Alors que pratiquement une semaine nous sépare de la fin du mois de ramadan, l’inquiétude reste vive dans la ville carrefour de Mamou, chez bon nombre de citoyens, qui n’ont jusque-là pas eu d’habits de fête, ni de quoi mettre dans la marmite ce jour-là. Ce samedi 22 mars 2025, notre correspondant régional a promené son micro dans la commune urbaine, afin de recueillir les réactions de certains.
Adama Condé en est une parmi tant d’autres. Elle crie à la galère et invite les autorités et personnes de bonne volonté à multiplier les gestes humanitaires auprès des personnes qui tirent le diable par la queue.

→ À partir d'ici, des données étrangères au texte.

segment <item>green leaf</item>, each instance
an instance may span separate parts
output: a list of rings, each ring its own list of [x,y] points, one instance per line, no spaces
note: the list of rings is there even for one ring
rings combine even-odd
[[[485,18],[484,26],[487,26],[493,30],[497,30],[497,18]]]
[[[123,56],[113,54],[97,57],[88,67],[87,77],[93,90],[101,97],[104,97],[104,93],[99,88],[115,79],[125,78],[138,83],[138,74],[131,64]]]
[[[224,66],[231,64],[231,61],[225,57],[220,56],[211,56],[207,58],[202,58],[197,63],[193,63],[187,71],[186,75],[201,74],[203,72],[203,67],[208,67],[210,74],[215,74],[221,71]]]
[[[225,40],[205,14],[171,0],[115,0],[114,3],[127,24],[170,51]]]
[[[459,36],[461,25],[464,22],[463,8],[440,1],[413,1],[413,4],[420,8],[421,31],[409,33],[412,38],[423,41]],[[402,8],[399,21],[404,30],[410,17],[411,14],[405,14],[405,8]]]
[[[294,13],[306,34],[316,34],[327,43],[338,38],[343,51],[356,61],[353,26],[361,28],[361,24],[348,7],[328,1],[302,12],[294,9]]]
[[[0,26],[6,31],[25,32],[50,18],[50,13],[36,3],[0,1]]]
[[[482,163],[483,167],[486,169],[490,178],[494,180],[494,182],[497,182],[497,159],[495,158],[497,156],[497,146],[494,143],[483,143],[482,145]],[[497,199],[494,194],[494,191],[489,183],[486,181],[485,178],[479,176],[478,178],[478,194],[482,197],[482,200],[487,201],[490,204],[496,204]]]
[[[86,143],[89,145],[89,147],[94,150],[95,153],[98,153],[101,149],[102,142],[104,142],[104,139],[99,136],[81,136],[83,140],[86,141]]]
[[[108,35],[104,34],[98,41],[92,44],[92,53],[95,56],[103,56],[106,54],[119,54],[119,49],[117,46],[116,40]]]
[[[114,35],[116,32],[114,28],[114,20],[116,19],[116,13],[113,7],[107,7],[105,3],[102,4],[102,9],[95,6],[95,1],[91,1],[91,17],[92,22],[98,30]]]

‘’La galère est là, mais je peux dire Dieu merci, puisque je suis en vie, c’est le plus important. Maintenant, en ce qui concerne la fête qui est presque arrivée, je n’ai rien à porter de neuf ni de quoi nourrir mes quatre enfants qui sont actuellement même à la maison depuis le début du mois de février, pour n’avoir pas payé les frais de scolarité. Leur papa est gravement malade, c’est lui qui s’en occupait de tout. Mais l’homme propose, Dieu dispose.

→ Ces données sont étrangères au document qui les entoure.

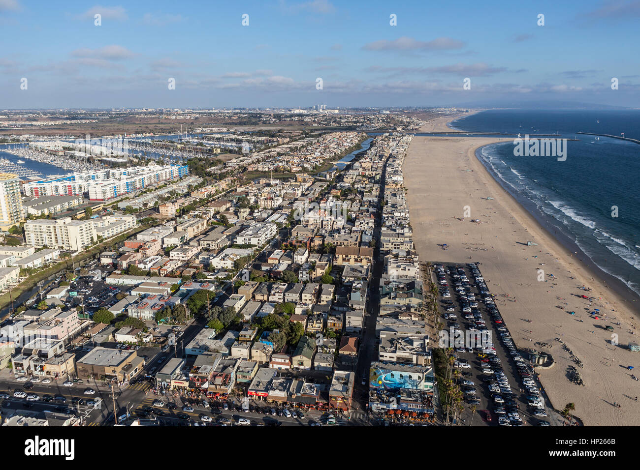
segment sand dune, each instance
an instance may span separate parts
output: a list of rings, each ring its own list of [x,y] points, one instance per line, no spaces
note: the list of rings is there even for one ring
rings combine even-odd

Là où je me trouve comme ça, je vais au marché pour voir une connaissance, afin qu’elle puisse m’aider à avoir quelque chose pour que je prépare aujourd’hui. Ça fait deux jours, je n’ai pas préparé, mes enfants mangent chez les voisins, comme c’est le ramadan, il y a une petite mosquée auprès de chez nous, c’est là où ils vont. C’est honteux, mais je n’ai pas le choix. Je serais très contente pour toute aide si faible soit-elle, car je ne sais pas quoi faire’’, a-t-elle plaidé.
Traversant la même galère, Alpha Sy dit être déçu des autorités du pays. ‘’Moi j’ai fait 13 ans au Sénégal. Mais là-bas, quand la fête arrive et même le ramadan d’abord, les autorités priorisent beaucoup ceux qui sont à l’intérieur du pays, parce qu’ils savent que ceux-ci sont loin de la capitale et quand ils envoient des vivres, ils suivent du début à la fin pour s’assurer que les personnes se trouvant dans des situations très précaires, obtiennent ces vivres, pas ceux qui ont tous les jours et abondamment, de quoi se nourrir et nourrir leurs petites familles. Mais ici, je peux dire c’est le contraire. Sinon, regardez ma condition de vie, c’est assez déplorable et nous sommes des centaines qui subissent cette galère, alors que quelques jours nous séparent de la fête du mois saint de ramadan. Je prie le Général Mamadi Doumbouya de penser encore à Mamou pour changer notre position’’, a-t-il invité.
Fatoumata Binta Bah est vendeuse au grand marché de Mamou. Elle ne manque pas elle aussi d’exprimer son cri de cœur pour une assistante urgente. ‘’Moi, quand vous me demander aujourd’hui par rapport à cette fête qui arrive, je dirais que ce n’est pas comme l’année dernière. Pour cette année, mon mari qui n’était pas là est revenu et il m’a même donné toutes les dépenses pour la fête. Mais je vais quand même dire à Mamadi doumbouya d’aider la population, surtout les femmes de Mamou. On souffre beaucoup et certaines personnes dans ce marché, leurs maris ne vivent plus. Elles ont des enfants qui doivent être nourris, habillés surtout le jour de la fête et entretenus. Mais si on n’a rien, ça devient compliqué’’, a-t-elle plaidé.
Faute de moyens, à Mamou, cette année, l’engouement n’est pas de taille dans les marchés et même dans la plupart des ateliers de couture, sillonnés par notre correspondant régional. La rareté de la clientèle est palpable sur le terrain.
Depuis Mamou, Ibrahima Molota SOUMAH, pour Lerevelateur224.com.